In 1939, just as World War II was beginning, Fautrier left the mountains, moving to Marseille, Aix-en-Provence, and Bordeaux before finally returning to Paris in 1940 and starting to paint once again. In Paris he met several poets and writers for whom he created illustrations. In January 1943, he was arrested by the German Gestapo. After brief imprisonment, he fled Paris and found refuge in Châtenay-Malabry, where he began work on the project of the Otages (or “Hostages”). These paintings were a response to the torture and execution of French citizens by the Nazis outside his residence, and were exhibited in 1945 with the Drouin gallery. In the years that followed, Fautrier worked on the illustrations of several works, among them L’Alleluiah by Georges Bataille, and made a series of paintings devoted to small familiar objects.
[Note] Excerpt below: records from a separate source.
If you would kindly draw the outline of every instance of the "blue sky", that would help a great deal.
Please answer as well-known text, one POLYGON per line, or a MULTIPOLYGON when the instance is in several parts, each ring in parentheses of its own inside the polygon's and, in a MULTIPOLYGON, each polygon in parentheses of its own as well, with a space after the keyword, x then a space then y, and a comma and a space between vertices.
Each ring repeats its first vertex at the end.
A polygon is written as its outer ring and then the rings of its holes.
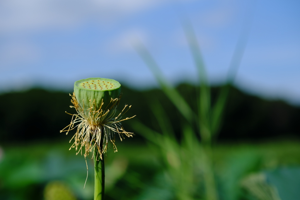
POLYGON ((300 105, 299 9, 296 0, 2 0, 0 92, 36 86, 70 90, 91 77, 155 86, 133 48, 139 42, 171 82, 194 82, 182 13, 194 26, 210 81, 220 83, 253 11, 236 85, 300 105))

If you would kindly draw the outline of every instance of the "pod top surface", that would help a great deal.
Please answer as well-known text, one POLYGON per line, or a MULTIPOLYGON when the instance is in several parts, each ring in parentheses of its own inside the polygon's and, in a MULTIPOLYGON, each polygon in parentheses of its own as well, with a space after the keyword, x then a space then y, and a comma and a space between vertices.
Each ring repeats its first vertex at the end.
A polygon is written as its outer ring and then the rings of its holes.
POLYGON ((113 79, 103 78, 89 78, 76 81, 74 86, 80 89, 93 91, 109 91, 120 88, 121 85, 113 79))

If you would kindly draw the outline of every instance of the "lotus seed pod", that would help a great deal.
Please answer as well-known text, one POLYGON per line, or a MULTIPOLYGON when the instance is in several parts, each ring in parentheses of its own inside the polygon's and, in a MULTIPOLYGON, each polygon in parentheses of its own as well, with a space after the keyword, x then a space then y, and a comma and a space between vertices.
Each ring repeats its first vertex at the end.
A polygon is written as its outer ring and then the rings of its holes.
POLYGON ((74 84, 75 96, 84 113, 92 107, 93 111, 100 108, 103 110, 108 109, 112 98, 118 98, 121 92, 121 84, 112 79, 89 78, 77 81, 74 84), (102 100, 104 104, 101 107, 102 100))

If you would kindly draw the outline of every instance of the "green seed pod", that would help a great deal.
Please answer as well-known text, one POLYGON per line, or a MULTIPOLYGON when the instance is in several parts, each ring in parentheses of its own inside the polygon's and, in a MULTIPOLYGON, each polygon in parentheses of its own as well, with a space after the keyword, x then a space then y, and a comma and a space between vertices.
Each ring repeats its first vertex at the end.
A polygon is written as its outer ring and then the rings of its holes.
POLYGON ((118 98, 121 92, 121 84, 112 79, 89 78, 74 84, 74 94, 84 113, 91 108, 92 111, 109 109, 112 98, 118 98))

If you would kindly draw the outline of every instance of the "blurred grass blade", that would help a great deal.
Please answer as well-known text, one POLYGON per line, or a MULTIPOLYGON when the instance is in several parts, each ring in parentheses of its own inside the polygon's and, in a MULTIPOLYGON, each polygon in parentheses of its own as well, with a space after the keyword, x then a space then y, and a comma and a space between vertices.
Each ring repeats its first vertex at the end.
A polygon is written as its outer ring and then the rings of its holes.
POLYGON ((254 3, 252 5, 252 7, 249 10, 248 13, 246 14, 245 22, 243 23, 243 26, 236 45, 233 54, 229 65, 226 82, 221 88, 217 102, 212 109, 212 132, 213 135, 217 134, 220 129, 225 104, 229 93, 230 86, 233 84, 234 80, 246 49, 252 23, 254 3))
POLYGON ((131 124, 132 127, 138 131, 139 134, 143 137, 158 146, 160 145, 161 142, 163 139, 161 134, 152 130, 137 120, 131 122, 131 124))
POLYGON ((135 47, 137 52, 152 71, 167 96, 187 120, 191 123, 194 114, 190 107, 178 92, 168 83, 155 61, 146 48, 142 44, 135 47))
POLYGON ((208 85, 207 76, 198 42, 193 26, 186 19, 183 23, 183 29, 198 71, 200 84, 198 114, 200 134, 203 141, 209 142, 211 140, 210 89, 208 85))
POLYGON ((154 115, 160 127, 163 134, 166 136, 175 138, 174 131, 172 124, 164 108, 158 100, 155 99, 150 104, 154 115))

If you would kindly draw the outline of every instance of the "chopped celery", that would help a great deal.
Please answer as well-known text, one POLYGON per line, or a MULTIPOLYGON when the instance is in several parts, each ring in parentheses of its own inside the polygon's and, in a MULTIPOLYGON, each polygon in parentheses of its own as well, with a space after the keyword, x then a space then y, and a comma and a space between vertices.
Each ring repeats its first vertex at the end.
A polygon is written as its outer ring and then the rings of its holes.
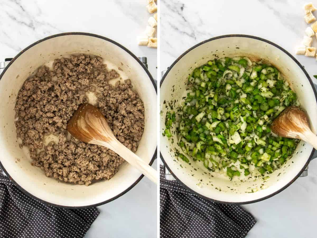
POLYGON ((163 133, 171 140, 177 135, 185 154, 179 158, 209 170, 226 169, 230 178, 240 176, 232 163, 238 161, 245 175, 257 174, 255 168, 265 176, 289 159, 299 140, 274 137, 270 126, 298 100, 277 69, 245 57, 226 57, 194 69, 188 80, 187 96, 178 109, 167 112, 163 133))

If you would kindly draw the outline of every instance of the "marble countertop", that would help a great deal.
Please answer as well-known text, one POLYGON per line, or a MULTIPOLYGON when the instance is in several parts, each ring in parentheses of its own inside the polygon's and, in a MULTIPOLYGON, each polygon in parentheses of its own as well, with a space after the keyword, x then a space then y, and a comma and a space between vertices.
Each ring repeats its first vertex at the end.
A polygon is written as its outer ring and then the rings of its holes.
MULTIPOLYGON (((35 42, 63 32, 100 35, 147 57, 157 75, 157 51, 137 45, 150 14, 145 0, 0 0, 0 62, 35 42)), ((156 168, 156 161, 153 165, 156 168)), ((157 189, 146 178, 123 196, 98 207, 100 214, 87 237, 156 237, 157 189), (145 192, 146 191, 146 192, 145 192)))
MULTIPOLYGON (((197 43, 227 34, 262 37, 294 54, 307 27, 302 9, 307 1, 256 0, 247 4, 235 0, 203 2, 161 0, 161 70, 197 43)), ((313 2, 317 5, 317 1, 313 2)), ((315 38, 314 42, 315 46, 315 38)), ((313 76, 317 74, 315 59, 296 58, 317 83, 313 76)), ((248 238, 316 236, 317 160, 310 164, 308 173, 274 197, 243 206, 257 220, 248 238)))

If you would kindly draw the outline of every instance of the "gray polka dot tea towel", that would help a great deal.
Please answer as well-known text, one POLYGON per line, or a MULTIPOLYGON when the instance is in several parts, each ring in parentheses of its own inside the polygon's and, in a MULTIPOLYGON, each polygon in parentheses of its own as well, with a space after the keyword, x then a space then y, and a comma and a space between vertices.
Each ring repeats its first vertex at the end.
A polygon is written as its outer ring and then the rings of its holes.
POLYGON ((240 206, 205 200, 166 180, 162 166, 160 173, 161 238, 242 238, 256 222, 240 206))
POLYGON ((95 208, 67 210, 25 194, 0 169, 0 237, 83 237, 99 214, 95 208))

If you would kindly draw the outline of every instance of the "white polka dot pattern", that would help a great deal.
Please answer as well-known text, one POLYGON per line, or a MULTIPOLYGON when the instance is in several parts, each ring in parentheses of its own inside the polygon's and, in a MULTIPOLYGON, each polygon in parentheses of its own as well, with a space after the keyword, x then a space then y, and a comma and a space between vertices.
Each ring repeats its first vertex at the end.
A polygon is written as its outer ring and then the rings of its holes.
POLYGON ((19 189, 0 169, 0 237, 83 237, 99 214, 96 208, 46 205, 19 189))
POLYGON ((160 169, 161 238, 243 238, 256 222, 240 206, 195 195, 177 181, 165 179, 160 169))

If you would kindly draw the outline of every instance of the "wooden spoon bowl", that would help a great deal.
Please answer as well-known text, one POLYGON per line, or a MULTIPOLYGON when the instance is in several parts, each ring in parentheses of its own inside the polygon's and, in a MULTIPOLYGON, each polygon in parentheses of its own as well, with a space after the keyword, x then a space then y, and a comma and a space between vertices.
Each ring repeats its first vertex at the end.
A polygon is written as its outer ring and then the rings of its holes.
POLYGON ((81 104, 68 122, 67 130, 73 136, 81 141, 110 149, 151 180, 157 183, 156 170, 117 139, 104 116, 93 105, 81 104))

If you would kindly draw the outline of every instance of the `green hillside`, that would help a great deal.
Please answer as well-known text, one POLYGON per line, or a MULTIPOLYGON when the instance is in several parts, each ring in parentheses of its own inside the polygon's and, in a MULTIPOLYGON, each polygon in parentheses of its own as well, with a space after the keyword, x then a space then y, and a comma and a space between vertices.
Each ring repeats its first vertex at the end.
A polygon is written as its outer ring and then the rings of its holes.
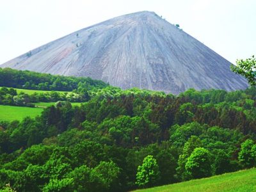
POLYGON ((256 169, 239 171, 135 191, 256 191, 256 169))
MULTIPOLYGON (((0 88, 2 87, 0 86, 0 88)), ((45 91, 45 90, 27 90, 27 89, 18 89, 18 88, 15 88, 17 91, 17 93, 19 94, 21 92, 27 93, 28 95, 32 95, 35 93, 51 93, 51 92, 52 91, 45 91)), ((54 91, 58 93, 65 93, 65 92, 63 92, 63 91, 54 91)))
POLYGON ((26 116, 40 115, 42 108, 0 105, 0 121, 22 120, 26 116))

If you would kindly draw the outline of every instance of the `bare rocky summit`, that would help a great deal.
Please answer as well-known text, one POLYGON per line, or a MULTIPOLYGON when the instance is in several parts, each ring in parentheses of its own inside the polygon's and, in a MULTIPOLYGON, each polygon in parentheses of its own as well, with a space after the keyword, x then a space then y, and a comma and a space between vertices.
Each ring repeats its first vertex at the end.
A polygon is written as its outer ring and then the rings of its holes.
POLYGON ((77 31, 0 67, 177 94, 189 88, 246 88, 246 79, 231 72, 230 65, 155 13, 141 12, 77 31))

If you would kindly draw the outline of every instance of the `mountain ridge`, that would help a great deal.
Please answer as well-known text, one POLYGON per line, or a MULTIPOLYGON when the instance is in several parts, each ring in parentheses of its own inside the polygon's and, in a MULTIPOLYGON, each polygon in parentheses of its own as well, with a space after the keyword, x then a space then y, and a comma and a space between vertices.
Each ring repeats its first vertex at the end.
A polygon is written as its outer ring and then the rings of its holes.
POLYGON ((189 88, 247 87, 246 79, 230 70, 230 65, 154 12, 143 11, 75 31, 0 67, 88 76, 124 89, 178 94, 189 88))

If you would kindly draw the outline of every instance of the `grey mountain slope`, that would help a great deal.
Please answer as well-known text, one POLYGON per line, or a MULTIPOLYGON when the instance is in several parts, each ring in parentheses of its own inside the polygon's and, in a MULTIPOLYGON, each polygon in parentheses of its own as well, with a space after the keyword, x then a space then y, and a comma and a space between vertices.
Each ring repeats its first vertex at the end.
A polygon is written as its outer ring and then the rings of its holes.
POLYGON ((1 67, 89 76, 126 89, 175 94, 189 88, 244 89, 230 63, 154 12, 125 15, 83 29, 1 67))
In 1950, with his companion, Jeanine Aeply, he invented a complex process combining chalcographic reproduction and painting, which allowed him to draw his works with several copies, in order to obtain what they called “multiple originals”.

In response to the invasion of Budapest by the Russians in 1956, Jean Fautrier takes up the motif of the hostages for the continuation of the partisans’ heads, variations on the verse “Freedom, I write your name” by Paul Éluard. Lastly, until his death in 1964, Fautrier painted more structured inscriptions in which streaks, colored lines and multi-sided grids were superimposed.

From 1945 to 1964 Jean Fautrier lived in “L’Île Verte”, a property he named after one of his paintings, located at 34 rue Eugène Sinet in Châtenay-Malabry. Purchased in 2003 by the General Council of Hauts de Seine, it is part of the greenery of the Vallée aux Loups, with the house of Châteaubriand and the Arboretum. The gardens are open all year round.

His late work is abstract, generally small in scale, often combining mixed media on paper. In 1960 he won the international grand prize at the Venice Biennale as well as another major award at the Tokyo Biennale the following year. He died in Châtenay-Malabry in 1964, the same year in which he had made donations to the Musée de l’Ile-de-France in Sceaux and Musée d’Art Moderne de la Ville de Paris. A retrospective of his work opened there later that year. and was organized by the Gianadda Foundation at Martigny in January–March 2005.

Jean Fautrier gave form and consistency to the horrors of war – experienced firsthand during the German occupation of France – with Hostages, a series of works composed of around thirty examples, painted between 1942 and 1945, and almost all exhibited in the Drouin gallery in Paris. In these works, which express both the dramatic situation of the historical events during the conflict and the more general plight of twentieth century man, humanity, overcome by the most ferocious instincts, loses physiognomic descriptiveness and hence its own recognisability, assuming the violated and lacerated physicality of formless matter, like pieces of flesh from a slaughtered body. The material bears the deep stigmata of suffering and torment; the artist’s intense activity must also have felt like slow torture, as he gleaned his images from the paper placed on the table, mixing plaster of Paris and glue with a spatula, and finishing with a light coat of oil colours. These disfigured faces, stripped of all human characteristics, paved the way for what became his characteristic expressive style, in which the harsh and brutal material always played a crucial role, even though, over time, the colour scheme of his paintings tends to gradually lighten and lose the more dramatic connotations of his initial works. This process of clarification can be seen in Angles, in which the lumpy and conspicuous paste stands out from the thin background like a bas relief, arranged in a gridded weave that highlights a different intent of spatial geometry.